Angesichts der zunehmenden Einführung umweltfreundlicherer Standards in der EU: Welche Empfehlungen haben Sie für vietnamesische Unternehmen, um ihre Kapazität und Exportwettbewerbsfähigkeit zu verbessern?
Der EU-Markt birgt ein enormes Potenzial für vietnamesische Unternehmen. Um jedoch erfolgreich zu sein, müssen diese die Nachhaltigkeitsstandards des europäischen Green Deals erfüllen. Das Abkommen enthält Vorschriften zu Bereichen wie Kohlendioxidemissionen, Abholzung und verantwortungsvolle Geschäftspraktiken und erfordert erhebliche Investitionen in Fachkräfte, Technologie und Ressourcen.
Anstatt diese Anforderungen als Hindernisse zu betrachten, sollten vietnamesische Unternehmen sie als Chancen für strategische Investitionen und eine stärkere Wettbewerbsfähigkeit begreifen. Um die EU-Standards zu erfüllen, müssen vietnamesische Unternehmen ihre Mitarbeiter in nachhaltigen Praktiken schulen und grüne Technologien einsetzen. Dies hilft Unternehmen, Kosten zu senken, effizienter zu arbeiten und die Einhaltung des europäischen Green Deals in einen Wettbewerbsvorteil umzuwandeln.

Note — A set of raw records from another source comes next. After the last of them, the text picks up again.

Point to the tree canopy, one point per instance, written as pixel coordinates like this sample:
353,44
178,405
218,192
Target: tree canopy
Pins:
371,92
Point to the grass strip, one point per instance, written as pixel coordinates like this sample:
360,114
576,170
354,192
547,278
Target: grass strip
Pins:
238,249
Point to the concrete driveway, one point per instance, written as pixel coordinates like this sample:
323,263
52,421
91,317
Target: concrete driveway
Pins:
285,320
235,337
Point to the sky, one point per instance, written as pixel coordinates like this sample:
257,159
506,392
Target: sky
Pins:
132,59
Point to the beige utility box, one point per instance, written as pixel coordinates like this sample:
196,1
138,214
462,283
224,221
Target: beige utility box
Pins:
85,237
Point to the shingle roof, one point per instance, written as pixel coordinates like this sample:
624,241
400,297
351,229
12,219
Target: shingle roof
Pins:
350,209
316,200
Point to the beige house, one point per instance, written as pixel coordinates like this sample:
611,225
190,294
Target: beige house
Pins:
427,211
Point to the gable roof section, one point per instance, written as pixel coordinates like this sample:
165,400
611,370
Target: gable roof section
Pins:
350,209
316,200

Um Unternehmen bei ihrem grünen Wandel zu unterstützen, engagiert sich EuroCham Vietnam dafür, zusätzliche Schulungsmöglichkeiten und Ressourcen bereitzustellen, die sich auf das Verständnis und die Umsetzung grüner Vorschriften konzentrieren. Diese Initiativen werden Unternehmen mit den Werkzeugen und dem Wissen ausstatten, die sie brauchen, um sich an den Kontext einer nachhaltigen Entwicklung anzupassen und auf dem EU-Markt erfolgreich zu sein.

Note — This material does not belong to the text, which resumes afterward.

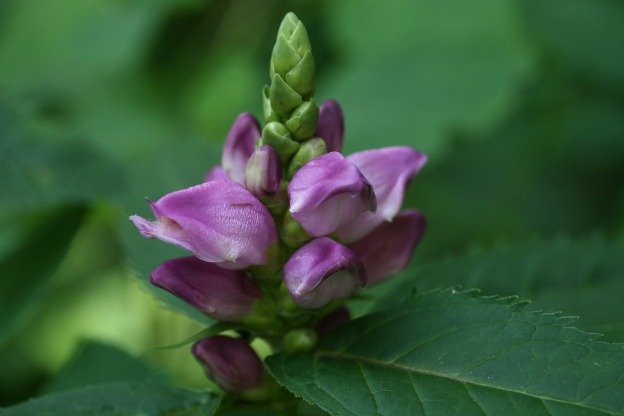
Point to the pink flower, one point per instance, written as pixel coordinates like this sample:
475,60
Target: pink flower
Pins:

Um die Zusammenarbeit zu fördern und konkrete Maßnahmen für eine grünere Zukunft voranzutreiben, veranstaltet EuroCham das Green Economy Forum & Exhibition (GEFE) 2024. Nach dem Erfolg früherer Veranstaltungen wird GEFE 2024 in Ho-Chi-Minh-Stadt stattfinden. Ho-Chi-Minh-Stadt vom 21. bis 23. Oktober mit vielen ausführlichen Konferenzsitzungen, Ausstellungen, auf denen grüne Innovationen von Hunderten von Unternehmen vorgestellt werden, und hochrangigen politischen Dialogen aus Vietnam und Europa.
Dieses wichtige Ereignis bringt Schlüsselfiguren der Branche, Regierungsvertreter, Wissenschaftler sowie kleine und mittlere Unternehmen zusammen. Gemeinsam werden wir Lösungen erkunden, um die Anforderungen des europäischen Green Deals zu erfüllen und vietnamesische Unternehmen auf den Erfolg auf einem nachhaltigen globalen Markt vorzubereiten.